The potential for Estonia to develop its container shipping credentials is there, and with it upside risk to Tallinn's container throughput and connectivity. In 2012 (last available data) the port handled 227,809TEUs, and this is projected to increase rapidly over the medium term. The country's connectivity to container liner services is also expected to increase. Estonia was ranked last out of 11 regional peers according to the UNCTADstat Liner Connectivity Index in 2013.
|Emerging Europe UNCTADstat Liner Connectivity Index, 2012|
Container lines' interest in Estonia is picking up, with CMA CGM adding Tallinn to its Europe Caribbean Service (ECS) in August 2012.Previously goods on this route had to be transshipped to Tallinn via one of the major Northern Europe ports (Hamburg, Rotterdam or Antwerp.) In our opinion, the inclusion of Tallinn is part of a wider trend of Baltic Sea ports being added as direct calls, with the Polish Port of Gdansk linked with Asia and the Russian Port of St Petersburg connected directly with South America.
While BMI believes Estonia has the potential to develop into a maritime gateway for Eastern Europe and Central Asia, it must remain competitive. Tallinn faces stiff competition from other Baltic State ports. Like Tallinn, these ports have seen a fall in Russia's use of their facilities and so are diversifying, seeking to become gateways for container trade into Russia and to offer trade options for landlocked Central Asian countries. We have previously noted Riga's role in the NDN, which places it in a strong position to develop its supply chain links with Central Asia.

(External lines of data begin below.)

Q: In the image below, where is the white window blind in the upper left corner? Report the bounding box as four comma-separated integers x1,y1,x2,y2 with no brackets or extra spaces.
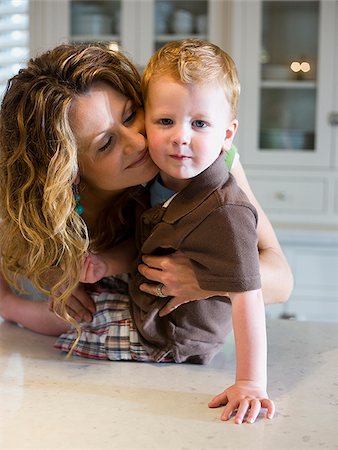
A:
0,0,29,98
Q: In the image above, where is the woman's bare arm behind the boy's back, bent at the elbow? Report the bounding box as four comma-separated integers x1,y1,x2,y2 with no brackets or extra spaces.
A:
231,161,293,304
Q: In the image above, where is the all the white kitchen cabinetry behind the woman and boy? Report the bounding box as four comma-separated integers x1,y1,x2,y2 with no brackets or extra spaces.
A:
30,0,338,320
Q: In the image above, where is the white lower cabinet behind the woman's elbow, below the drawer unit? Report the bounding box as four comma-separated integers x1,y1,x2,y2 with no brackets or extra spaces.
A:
267,229,338,322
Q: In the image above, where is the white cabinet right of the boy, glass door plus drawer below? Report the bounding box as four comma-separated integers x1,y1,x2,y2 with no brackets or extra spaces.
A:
232,0,338,230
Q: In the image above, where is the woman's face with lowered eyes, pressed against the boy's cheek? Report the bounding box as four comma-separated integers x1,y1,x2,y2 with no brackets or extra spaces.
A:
69,83,158,195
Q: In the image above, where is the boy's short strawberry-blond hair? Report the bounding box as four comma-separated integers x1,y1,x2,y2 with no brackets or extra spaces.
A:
141,39,240,119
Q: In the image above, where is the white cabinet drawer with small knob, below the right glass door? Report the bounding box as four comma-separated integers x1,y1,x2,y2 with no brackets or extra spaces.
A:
250,176,325,213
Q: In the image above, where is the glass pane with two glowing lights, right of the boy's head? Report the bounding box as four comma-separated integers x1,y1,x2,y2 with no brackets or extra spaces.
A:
259,1,319,152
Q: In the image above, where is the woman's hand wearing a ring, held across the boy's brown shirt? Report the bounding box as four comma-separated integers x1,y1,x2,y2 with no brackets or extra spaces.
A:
138,252,227,317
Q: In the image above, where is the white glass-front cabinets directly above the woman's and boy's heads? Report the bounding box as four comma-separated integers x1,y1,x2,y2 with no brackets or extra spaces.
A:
31,0,229,68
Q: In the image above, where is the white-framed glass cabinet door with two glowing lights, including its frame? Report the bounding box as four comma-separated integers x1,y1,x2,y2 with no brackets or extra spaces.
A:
234,0,338,167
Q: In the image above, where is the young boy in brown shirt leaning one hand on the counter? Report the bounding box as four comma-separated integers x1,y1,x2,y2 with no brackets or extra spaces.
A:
125,40,273,422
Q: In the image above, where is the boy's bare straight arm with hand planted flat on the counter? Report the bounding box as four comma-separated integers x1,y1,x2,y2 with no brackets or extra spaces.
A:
209,289,275,423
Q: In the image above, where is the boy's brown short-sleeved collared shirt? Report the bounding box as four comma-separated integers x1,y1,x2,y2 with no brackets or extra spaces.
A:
130,155,260,364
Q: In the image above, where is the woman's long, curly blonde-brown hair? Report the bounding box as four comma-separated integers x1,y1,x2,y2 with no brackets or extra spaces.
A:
0,44,141,321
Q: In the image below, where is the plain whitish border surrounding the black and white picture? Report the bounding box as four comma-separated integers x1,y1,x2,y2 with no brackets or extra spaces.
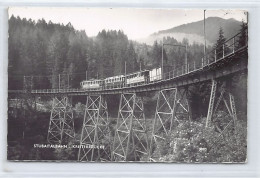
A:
0,0,260,177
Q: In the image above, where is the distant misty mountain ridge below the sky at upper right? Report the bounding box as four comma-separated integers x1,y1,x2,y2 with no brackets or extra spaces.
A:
137,17,242,45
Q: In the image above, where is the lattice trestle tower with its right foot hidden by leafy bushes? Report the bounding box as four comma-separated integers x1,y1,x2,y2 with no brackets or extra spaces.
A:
149,88,191,161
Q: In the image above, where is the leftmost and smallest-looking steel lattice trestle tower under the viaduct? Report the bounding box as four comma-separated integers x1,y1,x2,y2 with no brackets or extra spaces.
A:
47,96,75,144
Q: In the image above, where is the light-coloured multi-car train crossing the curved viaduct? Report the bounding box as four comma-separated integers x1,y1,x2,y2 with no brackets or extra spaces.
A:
80,67,162,90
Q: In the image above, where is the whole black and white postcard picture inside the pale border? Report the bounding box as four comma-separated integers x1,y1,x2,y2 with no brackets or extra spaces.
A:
6,7,250,164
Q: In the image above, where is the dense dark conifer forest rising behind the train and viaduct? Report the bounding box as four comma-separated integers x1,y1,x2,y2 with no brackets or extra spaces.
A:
8,16,244,92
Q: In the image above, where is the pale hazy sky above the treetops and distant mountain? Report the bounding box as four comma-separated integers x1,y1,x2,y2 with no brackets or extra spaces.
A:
9,7,247,39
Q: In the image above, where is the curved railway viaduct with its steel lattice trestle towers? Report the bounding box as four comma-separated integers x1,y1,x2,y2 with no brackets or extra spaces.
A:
8,31,248,161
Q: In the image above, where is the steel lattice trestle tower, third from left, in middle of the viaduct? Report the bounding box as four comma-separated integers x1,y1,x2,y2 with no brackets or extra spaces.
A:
112,93,149,161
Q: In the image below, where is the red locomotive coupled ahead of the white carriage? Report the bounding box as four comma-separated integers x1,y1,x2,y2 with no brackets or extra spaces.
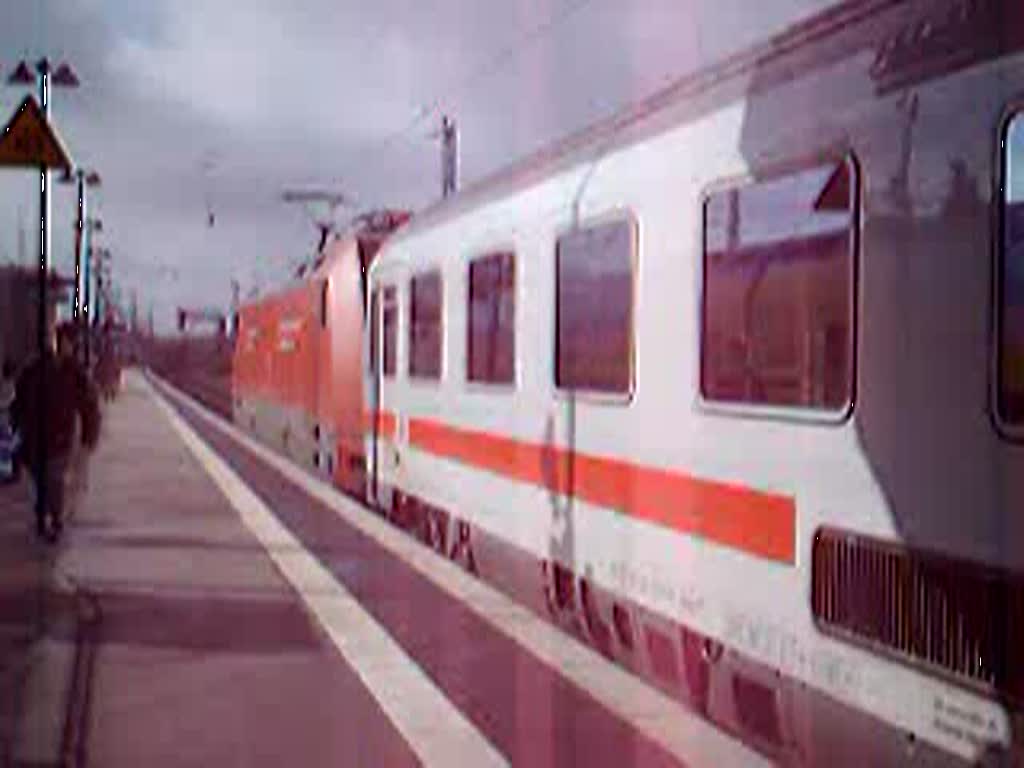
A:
231,211,410,495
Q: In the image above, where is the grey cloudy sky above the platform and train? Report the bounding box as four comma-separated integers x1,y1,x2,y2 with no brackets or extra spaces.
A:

|Lagging Behind Its Peers|
|Baltic Eastern Seaports Container Throughput, 2012 (TEU)|
The Port of Tallinn lags behind its rivals in the container shipping sector, ranked fifth out of eight Baltic eastern seaport rivals in terms of container throughput in 2012, and third out of five Baltic State ports container throughput in the same year, with Lithuania's port of Klaipeda and Latvia's port of Riga considerably ahead of the Estonian port.
Estonia comes last in terms of liner connectivity, 11th out of its 11 European peers, with Latvia and Lithuania at 10th and eighth position respectively.
However, in BMI's opinion the expansion of Tallinn's container operations, CMS CGM's choice of the port as a direct call and Mitsubishi's decision to choose Tallinn over Riga show just how much potential Estonia has and the strong position it is in to play a much bigger role in the global container shipping supply chain.